切ない気持ちと、今私が置かれているこの「社会的地位」はそもそも世界が違う。
悪く言えば自分に都合のいいだけのことを言っている。
好きなことや好きな人に囲まれるこの毎日は、きっと自分にとっていつも存在価値を大きくしてくれるものだと思うのだ。
そしてそれと同時に、「束縛」「特別感」「嫉妬」もまた同様に生まれてしまう感情である。
でも私はそんな日々のこと、可もなく不可もないような毎日よりよっぽど意味を持つと思う。本当に大切なものは何なのか二十歳の私にはいまだにわからないけど、この無意味な毎日を感慨深いものにさせてくれることだけは間違いないのだ。

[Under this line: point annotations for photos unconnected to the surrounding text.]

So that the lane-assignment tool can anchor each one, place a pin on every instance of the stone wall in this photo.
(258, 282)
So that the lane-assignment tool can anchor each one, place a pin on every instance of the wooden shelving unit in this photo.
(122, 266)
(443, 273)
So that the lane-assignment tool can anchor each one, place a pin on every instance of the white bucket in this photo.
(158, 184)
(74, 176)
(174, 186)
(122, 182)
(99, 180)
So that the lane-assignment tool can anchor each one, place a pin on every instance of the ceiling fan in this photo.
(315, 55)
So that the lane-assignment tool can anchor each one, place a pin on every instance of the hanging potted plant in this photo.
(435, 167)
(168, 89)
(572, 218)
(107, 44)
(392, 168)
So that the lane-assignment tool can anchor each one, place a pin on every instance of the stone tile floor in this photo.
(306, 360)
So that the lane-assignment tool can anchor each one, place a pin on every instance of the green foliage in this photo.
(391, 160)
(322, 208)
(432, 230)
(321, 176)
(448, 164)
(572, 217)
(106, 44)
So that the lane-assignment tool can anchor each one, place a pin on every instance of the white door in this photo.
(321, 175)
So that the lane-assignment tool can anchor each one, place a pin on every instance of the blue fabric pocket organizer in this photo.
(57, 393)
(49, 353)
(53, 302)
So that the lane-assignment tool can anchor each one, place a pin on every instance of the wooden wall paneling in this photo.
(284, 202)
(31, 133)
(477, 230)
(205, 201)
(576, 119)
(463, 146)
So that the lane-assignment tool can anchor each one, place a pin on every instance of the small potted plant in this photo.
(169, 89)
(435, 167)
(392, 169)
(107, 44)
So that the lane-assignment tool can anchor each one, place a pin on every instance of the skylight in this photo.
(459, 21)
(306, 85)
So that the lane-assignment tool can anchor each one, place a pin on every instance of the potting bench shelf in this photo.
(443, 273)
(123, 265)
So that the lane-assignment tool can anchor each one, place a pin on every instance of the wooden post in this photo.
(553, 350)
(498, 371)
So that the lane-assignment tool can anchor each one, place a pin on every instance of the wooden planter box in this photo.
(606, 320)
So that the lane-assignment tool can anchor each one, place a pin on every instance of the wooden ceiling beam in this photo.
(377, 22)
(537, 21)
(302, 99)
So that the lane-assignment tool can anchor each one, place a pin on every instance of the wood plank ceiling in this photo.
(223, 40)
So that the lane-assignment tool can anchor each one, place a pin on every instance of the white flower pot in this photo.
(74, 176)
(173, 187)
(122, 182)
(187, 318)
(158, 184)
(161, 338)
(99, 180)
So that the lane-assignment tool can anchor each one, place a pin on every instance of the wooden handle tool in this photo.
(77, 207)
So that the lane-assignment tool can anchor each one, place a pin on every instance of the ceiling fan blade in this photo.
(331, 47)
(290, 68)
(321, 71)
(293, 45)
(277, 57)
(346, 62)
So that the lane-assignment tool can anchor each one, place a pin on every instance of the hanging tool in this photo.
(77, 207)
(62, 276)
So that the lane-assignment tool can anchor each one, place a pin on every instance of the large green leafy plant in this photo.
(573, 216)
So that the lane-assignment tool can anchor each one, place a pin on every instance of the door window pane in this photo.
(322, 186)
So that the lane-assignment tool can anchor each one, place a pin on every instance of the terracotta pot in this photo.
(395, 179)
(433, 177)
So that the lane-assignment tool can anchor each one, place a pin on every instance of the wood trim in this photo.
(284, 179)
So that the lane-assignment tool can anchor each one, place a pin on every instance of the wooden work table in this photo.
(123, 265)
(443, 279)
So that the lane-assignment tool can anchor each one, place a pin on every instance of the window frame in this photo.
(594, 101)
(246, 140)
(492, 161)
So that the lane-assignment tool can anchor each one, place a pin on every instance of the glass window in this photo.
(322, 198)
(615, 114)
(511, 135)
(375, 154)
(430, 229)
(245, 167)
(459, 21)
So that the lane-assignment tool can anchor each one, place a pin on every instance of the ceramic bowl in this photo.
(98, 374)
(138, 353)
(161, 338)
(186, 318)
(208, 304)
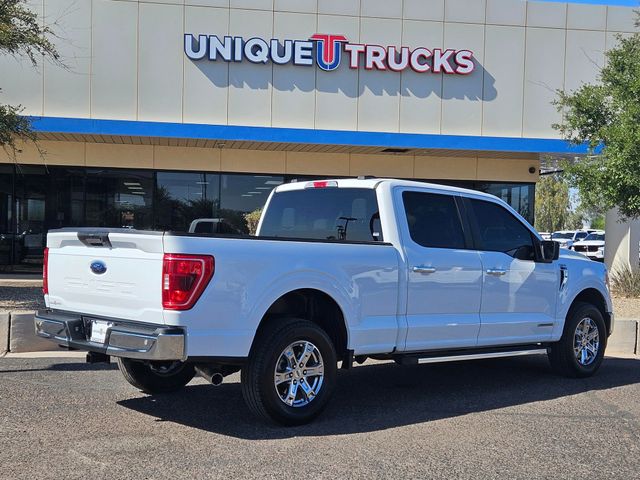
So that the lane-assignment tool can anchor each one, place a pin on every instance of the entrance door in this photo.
(444, 277)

いつだって人の情緒や変動はわからない。仮にわかったところで100の共感もできなければ1の反論の余地もない。そうでなくては個性は無くなってしまうからだろう。
だから十人十色という言葉が存在するのだと思う。
簡単に物事が進めばいいのにいつも何かあってほしいと考えてしまうのもまた、人間の魅力的心理なのだろうか。
十分生きて、あったかい何かに包まれたまま最期を迎えるのも悪くないのかもしれない。